Posté par Tinmar le 1 juin 2010

Quelle belle finale de conférence nous avons vue ! Si, avouons-le cette opposition entre des Suns qui jouent la zone et les Lakers de Kobe Bryant fut des plus belles, avec des images fortes qui resteront dans les mémoires : comment oublier ce buzzer-beater de Ron Artest lors du game 5 ? Comment oublier cette altercation entre les deux slovènes Dragic et Vujacic ? Comment oublier les larmes de Steve Nash dans les vestiaires après la perte de la série ? Et surtout comment oublier cette petite tape de Kobe Bryant sur les fesses de Alvin Gentry ?

On a eu droit à un très beau spectacle, mais maintenant il faut songer à l’avenir pour les Suns. Et le moins que l’on puisse en dire, c’est qu’il sera plutôt chargé du côté de l’Arizona, avec dans le désordre les fins de contrat de Amar’e Stoudemire et de Channing Frye, les années qui s’accumulent pour Steve Nash et Grant Hill, le travail estival de Robin Lopez, la quête de la pièce manquante…

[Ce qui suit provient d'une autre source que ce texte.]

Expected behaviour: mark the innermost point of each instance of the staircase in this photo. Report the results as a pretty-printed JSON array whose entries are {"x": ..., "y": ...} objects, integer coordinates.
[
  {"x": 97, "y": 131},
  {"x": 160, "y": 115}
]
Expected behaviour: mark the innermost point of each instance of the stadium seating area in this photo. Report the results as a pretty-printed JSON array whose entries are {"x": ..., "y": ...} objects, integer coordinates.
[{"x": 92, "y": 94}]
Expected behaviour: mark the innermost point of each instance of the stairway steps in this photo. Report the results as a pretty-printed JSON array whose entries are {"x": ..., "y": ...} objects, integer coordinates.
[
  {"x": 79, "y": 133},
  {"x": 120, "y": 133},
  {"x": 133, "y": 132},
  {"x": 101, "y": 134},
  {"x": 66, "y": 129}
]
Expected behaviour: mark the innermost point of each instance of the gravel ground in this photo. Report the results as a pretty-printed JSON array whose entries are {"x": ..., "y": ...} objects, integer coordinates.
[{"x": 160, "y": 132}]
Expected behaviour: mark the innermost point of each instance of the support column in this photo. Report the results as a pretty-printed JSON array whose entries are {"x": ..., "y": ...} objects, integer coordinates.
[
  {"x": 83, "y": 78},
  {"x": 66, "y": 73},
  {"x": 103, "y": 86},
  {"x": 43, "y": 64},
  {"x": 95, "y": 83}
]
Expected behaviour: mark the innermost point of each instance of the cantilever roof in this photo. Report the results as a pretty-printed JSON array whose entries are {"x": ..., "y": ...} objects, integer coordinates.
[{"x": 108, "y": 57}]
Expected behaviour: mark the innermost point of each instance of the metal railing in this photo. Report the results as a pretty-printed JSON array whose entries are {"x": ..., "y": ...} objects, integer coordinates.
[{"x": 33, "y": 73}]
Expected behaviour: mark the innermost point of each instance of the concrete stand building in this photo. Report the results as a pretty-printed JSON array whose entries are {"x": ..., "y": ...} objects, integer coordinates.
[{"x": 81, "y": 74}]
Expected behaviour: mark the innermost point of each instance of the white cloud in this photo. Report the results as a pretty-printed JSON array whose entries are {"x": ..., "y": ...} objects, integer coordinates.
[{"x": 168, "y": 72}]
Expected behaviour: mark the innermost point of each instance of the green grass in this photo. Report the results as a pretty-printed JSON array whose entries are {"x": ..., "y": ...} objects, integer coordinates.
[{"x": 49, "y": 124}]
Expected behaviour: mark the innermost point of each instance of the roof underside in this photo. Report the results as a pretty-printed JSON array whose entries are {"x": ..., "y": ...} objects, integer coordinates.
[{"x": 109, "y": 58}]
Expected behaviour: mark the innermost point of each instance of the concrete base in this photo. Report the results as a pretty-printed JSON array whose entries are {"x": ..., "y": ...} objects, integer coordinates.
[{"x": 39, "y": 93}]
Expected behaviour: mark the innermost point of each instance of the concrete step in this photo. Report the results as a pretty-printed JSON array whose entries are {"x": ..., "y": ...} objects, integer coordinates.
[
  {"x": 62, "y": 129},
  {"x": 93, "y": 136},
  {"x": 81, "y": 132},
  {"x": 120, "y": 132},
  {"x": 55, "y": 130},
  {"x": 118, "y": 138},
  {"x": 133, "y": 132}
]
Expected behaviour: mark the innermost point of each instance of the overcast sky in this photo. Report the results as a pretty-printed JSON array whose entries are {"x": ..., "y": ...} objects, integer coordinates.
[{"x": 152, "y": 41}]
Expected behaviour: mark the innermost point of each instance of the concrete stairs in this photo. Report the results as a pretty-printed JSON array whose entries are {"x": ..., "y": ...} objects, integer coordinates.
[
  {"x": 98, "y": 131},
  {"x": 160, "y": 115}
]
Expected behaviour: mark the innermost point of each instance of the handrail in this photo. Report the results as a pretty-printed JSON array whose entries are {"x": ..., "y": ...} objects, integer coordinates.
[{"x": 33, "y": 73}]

teamsuns.jpg Christian Petersen/Getty Images

Petit rappel des faits : les Suns pratiquent depuis quelques années l’un des baskets les plus agréables à regarder. Ils le peuvent car leur meneur Steve Nash est un adepte d’un jeu rapidement porté vers l’avant. Cette tactique souvent ultra-offensive, appelée « Run & Gun » ou « 7 seconds or less », n’a jamais été des plus utiles lorsqu’arrivaient les Playoffs. Jamais, jusqu’à cette année : avec Alvin Gentry aux commandes, le jeu des Suns s’est quelque peu ralenti (cette saison, ça a plutôt été « 14 seconds or less », ce qui est déjà un bon début), et il s’est appuyé sur un banc des plus prolifiques, avec notamment deux des meilleurs artilleurs de la ligue (Frye et Dudley), un sophomore jumeau surprise (Robin Lopez), et un meneur européen ultra-rapide et spectaculaire (Dragic). Avec eux mais surtout un Amar’e Stoudemire au taquet depuis la pause All-Star, les Suns ont taquiné les meilleurs jusqu’au bout de la saison, finissant à une très belle 3ème place de la très relevée conférence Ouest.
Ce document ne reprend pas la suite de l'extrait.